Затем Моргана отправилась в медицинскую залу навестить раненых, состояние которых нашла удовлетворительным, а Вивиана пошла взглянуть на Ланселота, отданного на попечение Бондуки. Они вновь встретились в триклинии, где возлегли для вечерней трапезы. Вивиана многое знала о Моргане, ибо ее великая судьба, познания, красота, чарующий и грозный характер были известны почти всему западному миру. Знала она и интимные стороны ее натуры из рассказов Мерлина о своей гениальной ученице и духовной дочери — более мятежной и одновременно более близкой ему, чем другой его ученик и духовный сын Артур. Моргана же не знала о Вивиане почти ничего и начала расспрашивать ее.

— Моя мать умерла при моем рождении, — сказала ей Вивиана. — Мой отец Кардевк, получивший от Мерлина королевство редонов, все племена которых объединил Артур после завоевания Арморики, не захотел жениться вновь, и я — его единственное дитя. Он воин и желал иметь наследника-сына, поэтому привил мне любовь ко всем телесным упражнениям, научил обращаться с оружием и ездить верхом, воевать и охотиться.

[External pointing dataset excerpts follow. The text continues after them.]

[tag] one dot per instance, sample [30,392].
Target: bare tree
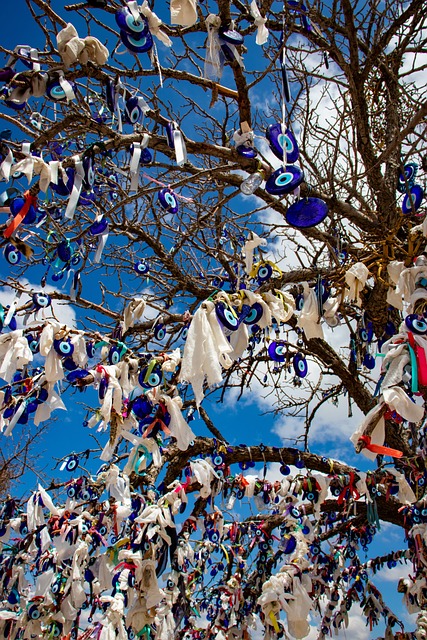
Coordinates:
[211,194]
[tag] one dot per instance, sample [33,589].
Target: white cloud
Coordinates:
[62,310]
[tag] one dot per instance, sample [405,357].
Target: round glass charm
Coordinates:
[284,180]
[306,213]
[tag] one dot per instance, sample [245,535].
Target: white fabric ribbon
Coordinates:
[134,166]
[377,435]
[206,350]
[73,49]
[77,187]
[249,247]
[178,426]
[259,21]
[179,146]
[356,278]
[213,64]
[309,319]
[6,165]
[399,401]
[154,24]
[183,12]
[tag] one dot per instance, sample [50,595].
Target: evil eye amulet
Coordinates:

Но он также мудрец и желал иметь духовного наследника, поэтому пробудил во мне жажду познания. Я была ему сыном, дочерью и учеником. Немного похоже на то, чем были вы — Артур и ты сама — для Мерлина, хотя я даже сравнивать не хочу познания, наставников и учеников. Я почувствовала в себе непреодолимое желание в одно и то же время властвовать и повиноваться, быть независимой и любить, приобретать в свою собственность и принадлежать другому, испытать все, утоляя требования как плоти, так и духа. И еще желание узнать Мерлина, что означало для меня удовлетворить все остальные. Впервые я приехала в Логрис как посланница моего отца на свадьбу Артура. Я была в большом зале Кардуэльского дворца, когда ты представила двору своего сына Мордреда и когда Мерлин приговорил тебя к вечному изгнанию. И я смогла понять, как сильно любите вы друг друга даже в этом столкновении. Через несколько дней Мерлин спас мне жизнь на охоте, когда на меня бросился раненный мною кабан. Он высмеял мою страсть к охоте и мое желание стать его ученицей, спросив, чем сумею расплатиться я с ним за обучение. Сгорая от гнева и унижения, я сорвала с себя охотничий наряд и бросила ему вызов, предложив в уплату свое тело. Он взял меня. И я ощутила к нему такую любовь, что последовала за ним в изгнание, построив вместе с верными слугами Озерный замок на острове, в запретном Дольнем лесу, недалеко от его убежища, где только я одна могу видеть его, когда он меня призывает.